Кто-то из великих испанцев утверждал, что, познав одну женщину, ты познаешь их всех — причем в это вкладывается отнюдь не плотский смысл, не тот, который так импонирует животным мужского рода, пылкокровным и тупым кретинам, не скрывающим своего снисходительного превосходства над женщиной только потому, что ему дано заниматься дзюдо; отнюдь нет. Унамуно считал, что женщины похожи одна на другую значительно больше, чем мужчины, — все они мечтают об одном и том же: семья, дети и любовь — обязательно до старости. В мужчинах значительно в большей мере заключено начало <личностного>, тогда как природа распределила между женщинами мира одну-единственную душу — с небольшими коррективами за счет уровня развития государства, климатических условий, национальных обрядов и привычек. (Тезис невозможен без антитезиса, разность рождает истину — возражая и Унамуно и себе самому, я вспоминаю Гризодубову, Терешкову и Плисецкую… Одна душа? Впрочем, можно выносить определенное суждение обо всем — это неприложимо лишь к женщине. Такая антитеза, думаю, не вызовет гнева представительниц прекрасного пола.)

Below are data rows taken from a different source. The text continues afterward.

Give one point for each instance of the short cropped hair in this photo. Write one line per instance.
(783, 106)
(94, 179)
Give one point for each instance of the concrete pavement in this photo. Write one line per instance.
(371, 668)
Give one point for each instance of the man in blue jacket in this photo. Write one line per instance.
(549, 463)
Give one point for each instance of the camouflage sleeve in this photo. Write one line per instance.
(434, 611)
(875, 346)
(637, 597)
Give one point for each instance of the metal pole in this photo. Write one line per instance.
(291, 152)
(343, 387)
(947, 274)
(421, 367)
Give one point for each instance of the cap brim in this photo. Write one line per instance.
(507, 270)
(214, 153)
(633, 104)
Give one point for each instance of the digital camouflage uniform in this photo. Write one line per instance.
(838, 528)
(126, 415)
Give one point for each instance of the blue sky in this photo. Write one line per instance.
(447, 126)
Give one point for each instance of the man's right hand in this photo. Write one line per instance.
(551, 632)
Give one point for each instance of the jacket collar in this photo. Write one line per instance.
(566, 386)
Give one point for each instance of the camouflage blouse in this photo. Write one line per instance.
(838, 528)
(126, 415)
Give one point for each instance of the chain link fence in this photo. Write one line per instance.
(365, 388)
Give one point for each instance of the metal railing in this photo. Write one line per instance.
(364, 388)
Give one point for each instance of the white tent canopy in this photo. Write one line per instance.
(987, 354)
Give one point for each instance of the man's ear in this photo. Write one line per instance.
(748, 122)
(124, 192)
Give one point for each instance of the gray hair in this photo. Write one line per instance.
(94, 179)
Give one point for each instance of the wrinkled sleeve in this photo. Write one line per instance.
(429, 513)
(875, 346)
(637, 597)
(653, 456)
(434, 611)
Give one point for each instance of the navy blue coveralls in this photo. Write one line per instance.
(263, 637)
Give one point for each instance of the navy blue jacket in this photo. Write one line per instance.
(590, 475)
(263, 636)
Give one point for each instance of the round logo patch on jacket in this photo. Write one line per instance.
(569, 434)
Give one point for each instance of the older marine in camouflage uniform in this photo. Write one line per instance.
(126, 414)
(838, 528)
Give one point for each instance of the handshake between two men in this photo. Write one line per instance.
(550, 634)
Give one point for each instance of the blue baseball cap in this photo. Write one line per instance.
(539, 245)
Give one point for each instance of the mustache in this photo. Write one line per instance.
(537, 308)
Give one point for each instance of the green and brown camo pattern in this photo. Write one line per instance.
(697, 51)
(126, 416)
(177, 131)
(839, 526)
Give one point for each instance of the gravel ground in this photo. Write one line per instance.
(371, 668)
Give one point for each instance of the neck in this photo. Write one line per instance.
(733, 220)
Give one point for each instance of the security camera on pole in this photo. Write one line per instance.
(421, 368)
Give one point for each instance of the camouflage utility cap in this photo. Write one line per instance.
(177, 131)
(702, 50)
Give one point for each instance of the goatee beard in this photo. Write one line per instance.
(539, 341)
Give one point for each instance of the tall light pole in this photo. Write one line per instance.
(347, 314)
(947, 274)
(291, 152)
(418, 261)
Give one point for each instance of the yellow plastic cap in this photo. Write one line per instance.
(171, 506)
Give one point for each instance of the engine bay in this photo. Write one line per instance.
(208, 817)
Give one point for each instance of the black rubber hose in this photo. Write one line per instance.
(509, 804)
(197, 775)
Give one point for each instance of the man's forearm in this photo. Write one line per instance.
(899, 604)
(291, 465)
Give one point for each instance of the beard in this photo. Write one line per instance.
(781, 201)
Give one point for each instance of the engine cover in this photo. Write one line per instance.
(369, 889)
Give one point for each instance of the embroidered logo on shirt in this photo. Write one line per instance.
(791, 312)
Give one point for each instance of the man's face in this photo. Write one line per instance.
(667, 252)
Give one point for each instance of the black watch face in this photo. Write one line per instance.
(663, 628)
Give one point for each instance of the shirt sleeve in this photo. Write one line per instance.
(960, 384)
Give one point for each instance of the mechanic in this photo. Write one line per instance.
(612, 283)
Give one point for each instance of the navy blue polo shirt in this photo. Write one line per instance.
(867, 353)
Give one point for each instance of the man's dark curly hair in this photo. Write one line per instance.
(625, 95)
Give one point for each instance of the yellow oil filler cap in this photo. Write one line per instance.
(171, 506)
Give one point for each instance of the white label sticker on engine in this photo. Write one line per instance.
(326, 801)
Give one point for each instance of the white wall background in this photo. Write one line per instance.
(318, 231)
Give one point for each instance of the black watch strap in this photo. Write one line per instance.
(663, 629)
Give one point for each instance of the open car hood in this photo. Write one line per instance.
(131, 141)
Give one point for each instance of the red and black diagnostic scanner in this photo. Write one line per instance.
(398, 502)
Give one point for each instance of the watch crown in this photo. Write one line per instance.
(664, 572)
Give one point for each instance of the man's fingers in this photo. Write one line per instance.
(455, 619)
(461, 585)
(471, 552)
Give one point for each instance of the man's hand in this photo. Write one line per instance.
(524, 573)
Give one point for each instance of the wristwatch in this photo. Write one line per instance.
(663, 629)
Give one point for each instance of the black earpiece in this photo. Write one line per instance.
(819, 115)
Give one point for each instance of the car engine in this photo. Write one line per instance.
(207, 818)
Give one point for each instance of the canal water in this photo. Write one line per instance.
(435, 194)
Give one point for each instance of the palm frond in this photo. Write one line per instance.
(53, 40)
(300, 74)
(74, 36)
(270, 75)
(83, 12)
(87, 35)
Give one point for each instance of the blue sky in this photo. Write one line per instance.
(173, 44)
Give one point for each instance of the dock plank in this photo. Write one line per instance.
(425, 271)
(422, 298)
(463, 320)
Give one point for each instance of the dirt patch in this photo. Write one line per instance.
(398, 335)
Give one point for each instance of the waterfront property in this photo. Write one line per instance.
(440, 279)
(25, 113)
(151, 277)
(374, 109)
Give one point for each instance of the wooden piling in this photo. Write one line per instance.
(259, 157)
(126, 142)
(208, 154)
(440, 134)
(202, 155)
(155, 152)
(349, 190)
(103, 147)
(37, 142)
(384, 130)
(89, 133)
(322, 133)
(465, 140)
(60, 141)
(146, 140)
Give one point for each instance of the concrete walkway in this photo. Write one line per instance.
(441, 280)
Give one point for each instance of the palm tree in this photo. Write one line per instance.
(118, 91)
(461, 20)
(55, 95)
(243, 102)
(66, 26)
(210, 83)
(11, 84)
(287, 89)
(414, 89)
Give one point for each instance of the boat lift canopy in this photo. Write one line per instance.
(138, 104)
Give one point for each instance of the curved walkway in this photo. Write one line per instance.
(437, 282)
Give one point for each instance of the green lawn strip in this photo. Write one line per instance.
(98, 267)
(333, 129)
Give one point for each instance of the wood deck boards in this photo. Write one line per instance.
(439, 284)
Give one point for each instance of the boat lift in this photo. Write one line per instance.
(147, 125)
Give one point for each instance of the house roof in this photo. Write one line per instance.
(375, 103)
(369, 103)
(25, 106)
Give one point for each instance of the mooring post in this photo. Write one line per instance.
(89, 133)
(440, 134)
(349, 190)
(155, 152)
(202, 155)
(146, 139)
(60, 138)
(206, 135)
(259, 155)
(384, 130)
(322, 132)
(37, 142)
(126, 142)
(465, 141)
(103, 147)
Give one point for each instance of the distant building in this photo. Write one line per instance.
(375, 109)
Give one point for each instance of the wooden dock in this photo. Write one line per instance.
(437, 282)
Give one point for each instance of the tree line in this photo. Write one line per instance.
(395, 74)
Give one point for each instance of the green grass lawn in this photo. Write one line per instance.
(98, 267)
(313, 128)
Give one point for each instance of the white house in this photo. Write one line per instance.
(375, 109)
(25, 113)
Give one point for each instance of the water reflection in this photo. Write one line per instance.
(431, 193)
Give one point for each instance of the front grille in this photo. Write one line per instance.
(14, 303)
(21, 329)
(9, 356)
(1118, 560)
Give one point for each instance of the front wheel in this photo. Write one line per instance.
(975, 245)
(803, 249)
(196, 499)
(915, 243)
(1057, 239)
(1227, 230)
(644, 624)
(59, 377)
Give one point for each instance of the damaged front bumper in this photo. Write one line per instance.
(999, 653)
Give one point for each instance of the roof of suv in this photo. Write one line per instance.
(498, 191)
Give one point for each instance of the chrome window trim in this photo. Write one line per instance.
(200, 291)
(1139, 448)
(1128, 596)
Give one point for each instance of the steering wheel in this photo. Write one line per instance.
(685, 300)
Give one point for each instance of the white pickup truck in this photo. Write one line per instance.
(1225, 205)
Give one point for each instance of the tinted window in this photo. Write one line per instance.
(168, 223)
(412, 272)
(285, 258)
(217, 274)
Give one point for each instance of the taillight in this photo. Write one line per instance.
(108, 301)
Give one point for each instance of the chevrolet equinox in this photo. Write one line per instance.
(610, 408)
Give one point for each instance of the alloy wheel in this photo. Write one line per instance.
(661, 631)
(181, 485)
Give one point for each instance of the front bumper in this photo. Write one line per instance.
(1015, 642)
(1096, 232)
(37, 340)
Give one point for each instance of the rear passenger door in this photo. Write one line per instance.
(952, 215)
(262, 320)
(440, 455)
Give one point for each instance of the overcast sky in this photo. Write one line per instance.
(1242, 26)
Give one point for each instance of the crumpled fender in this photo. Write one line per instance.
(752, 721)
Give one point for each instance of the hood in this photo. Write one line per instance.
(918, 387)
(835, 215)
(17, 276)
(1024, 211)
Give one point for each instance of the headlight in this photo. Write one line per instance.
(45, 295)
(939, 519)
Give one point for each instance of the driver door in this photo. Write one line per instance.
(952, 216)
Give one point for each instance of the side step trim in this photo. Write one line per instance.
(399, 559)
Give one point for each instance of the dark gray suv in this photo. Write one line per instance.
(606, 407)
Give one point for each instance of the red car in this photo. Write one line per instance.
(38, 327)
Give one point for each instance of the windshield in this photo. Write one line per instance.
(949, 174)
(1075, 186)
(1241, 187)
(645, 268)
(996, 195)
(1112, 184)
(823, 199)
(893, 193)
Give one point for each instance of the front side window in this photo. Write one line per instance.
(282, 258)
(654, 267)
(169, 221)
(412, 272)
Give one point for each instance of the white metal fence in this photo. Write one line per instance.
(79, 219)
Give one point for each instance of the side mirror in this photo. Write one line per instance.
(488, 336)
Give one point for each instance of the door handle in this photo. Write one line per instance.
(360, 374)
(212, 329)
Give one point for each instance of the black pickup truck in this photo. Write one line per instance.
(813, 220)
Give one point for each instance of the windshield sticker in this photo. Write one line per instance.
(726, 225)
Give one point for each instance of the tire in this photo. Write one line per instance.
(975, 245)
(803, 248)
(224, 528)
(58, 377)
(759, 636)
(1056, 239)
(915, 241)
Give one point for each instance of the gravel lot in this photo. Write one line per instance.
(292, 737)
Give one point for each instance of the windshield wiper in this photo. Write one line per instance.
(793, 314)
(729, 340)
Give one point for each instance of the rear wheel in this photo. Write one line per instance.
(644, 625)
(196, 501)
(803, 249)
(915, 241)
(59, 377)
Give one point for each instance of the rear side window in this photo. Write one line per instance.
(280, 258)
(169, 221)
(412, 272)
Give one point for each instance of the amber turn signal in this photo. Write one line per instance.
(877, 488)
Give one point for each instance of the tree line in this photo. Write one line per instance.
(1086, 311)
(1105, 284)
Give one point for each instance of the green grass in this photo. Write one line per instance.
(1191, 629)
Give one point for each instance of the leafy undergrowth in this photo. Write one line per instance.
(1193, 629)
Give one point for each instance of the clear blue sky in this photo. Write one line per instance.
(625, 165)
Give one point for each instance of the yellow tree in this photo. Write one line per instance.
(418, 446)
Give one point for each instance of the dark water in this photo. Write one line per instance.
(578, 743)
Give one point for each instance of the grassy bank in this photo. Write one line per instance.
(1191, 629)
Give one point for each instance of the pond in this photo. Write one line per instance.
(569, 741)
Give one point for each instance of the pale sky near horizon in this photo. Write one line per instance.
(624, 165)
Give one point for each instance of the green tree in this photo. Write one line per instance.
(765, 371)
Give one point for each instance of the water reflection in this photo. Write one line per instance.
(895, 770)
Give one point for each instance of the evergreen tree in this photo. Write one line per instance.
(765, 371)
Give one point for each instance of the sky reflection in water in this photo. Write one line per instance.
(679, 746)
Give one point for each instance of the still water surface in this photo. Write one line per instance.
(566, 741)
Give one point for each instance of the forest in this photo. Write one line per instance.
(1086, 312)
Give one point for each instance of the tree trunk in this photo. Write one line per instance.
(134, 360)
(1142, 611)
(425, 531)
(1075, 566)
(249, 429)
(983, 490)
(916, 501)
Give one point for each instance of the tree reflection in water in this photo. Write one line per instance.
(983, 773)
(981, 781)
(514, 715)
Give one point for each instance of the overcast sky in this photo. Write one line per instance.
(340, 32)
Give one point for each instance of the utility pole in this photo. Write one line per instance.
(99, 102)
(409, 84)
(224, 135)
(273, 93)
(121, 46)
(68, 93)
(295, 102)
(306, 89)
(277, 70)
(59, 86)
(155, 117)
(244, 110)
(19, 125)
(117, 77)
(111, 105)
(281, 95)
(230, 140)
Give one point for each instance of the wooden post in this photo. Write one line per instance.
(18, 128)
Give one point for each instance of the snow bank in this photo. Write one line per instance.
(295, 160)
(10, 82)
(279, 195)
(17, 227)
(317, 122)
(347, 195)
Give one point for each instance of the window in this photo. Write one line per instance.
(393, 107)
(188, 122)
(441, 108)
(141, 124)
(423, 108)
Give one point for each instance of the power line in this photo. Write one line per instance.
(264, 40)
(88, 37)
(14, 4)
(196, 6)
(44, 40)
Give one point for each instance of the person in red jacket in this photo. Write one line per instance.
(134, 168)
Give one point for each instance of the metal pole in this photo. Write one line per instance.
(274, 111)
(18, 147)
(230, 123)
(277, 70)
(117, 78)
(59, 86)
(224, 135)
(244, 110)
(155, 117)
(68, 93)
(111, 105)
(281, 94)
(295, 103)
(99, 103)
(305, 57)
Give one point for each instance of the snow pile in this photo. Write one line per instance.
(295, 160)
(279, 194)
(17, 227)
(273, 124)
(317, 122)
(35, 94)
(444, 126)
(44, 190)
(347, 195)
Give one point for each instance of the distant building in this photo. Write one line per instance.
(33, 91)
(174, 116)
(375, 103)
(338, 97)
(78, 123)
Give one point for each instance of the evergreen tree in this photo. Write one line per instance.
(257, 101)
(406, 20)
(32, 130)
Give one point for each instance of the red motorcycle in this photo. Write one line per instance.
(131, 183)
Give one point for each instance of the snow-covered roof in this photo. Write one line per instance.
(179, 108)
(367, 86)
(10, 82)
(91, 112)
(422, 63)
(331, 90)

Всякое познание — бесконечно, и коррективы в этот необратимый процесс вносит не догма — жизнь. Этим утверждением я не пытаюсь опровергнуть мудрость великих испанцев. Оспаривать их — трудное дело, и <коллективная душа> женщин — трезвое, хоть и горькое соображение, но, видимо, из каждого правила следует делать исключение. К таким исключениям должна быть отнесена Мэри. Я не могу писать о том, что она мне рассказывала о Старике, — это слишком личное, что знали только два человека, но то, о чем говорит Кастильо Пуче, знали в Памплоне многие: это история, когда Старик <похитил> двух молодых американок, а потом одну <ирландскую девушку> и как над ним подшучивали, разбирая вопрос, отчего это у Папы такие синяки под глазами, и Мэри тоже подшучивала над ним, продолжая быть ему д р у г о м. Жене художника отпущена великая мера трудных испытаний; выдержать их дано не каждой. В чеховском определении <жена есть жена> заложен библейский смысл, но без того пафоса, который порой присущ великой литературе древности: в высшей истине всегда необходим допуск юмора. Жена — в распространенном понимании — это женщина, которой з а к о н о м дано п р а в о отвести ото рта мужа рюмку, устроить скандал, если он увлечен другой, подать на развод, когда <глава семьи> проводит долгие недели на охоте или на рыбной ловле или молчит, угрюмо молчит, не произнося ни слова целые дни напролет. Мы подчас лжем самим себе, когда говорим о жене как о друге, потому что никогда мы не рассказываем ей того, что рассказываем Санечке, Хажисмелу, Семену, Толе, Феликсасу — у костра, в лесу, ожидая начала глухариного тока, когда смех наш приглушен лапами тяжелых елей, в низине бормочет ручей и все мы ждем того часа, когда первый глухарь <щелкнет>, возвестив миру начало его <песни песен>. Хемингуэй рассказывал Мэри в с е — не подбирая слов, не страшась открыть себя, и он никогда не боялся потерять ее, приобщив к своей мужской правде: если только мужчина хоть один раз испугается — он перестанет быть мужчиной.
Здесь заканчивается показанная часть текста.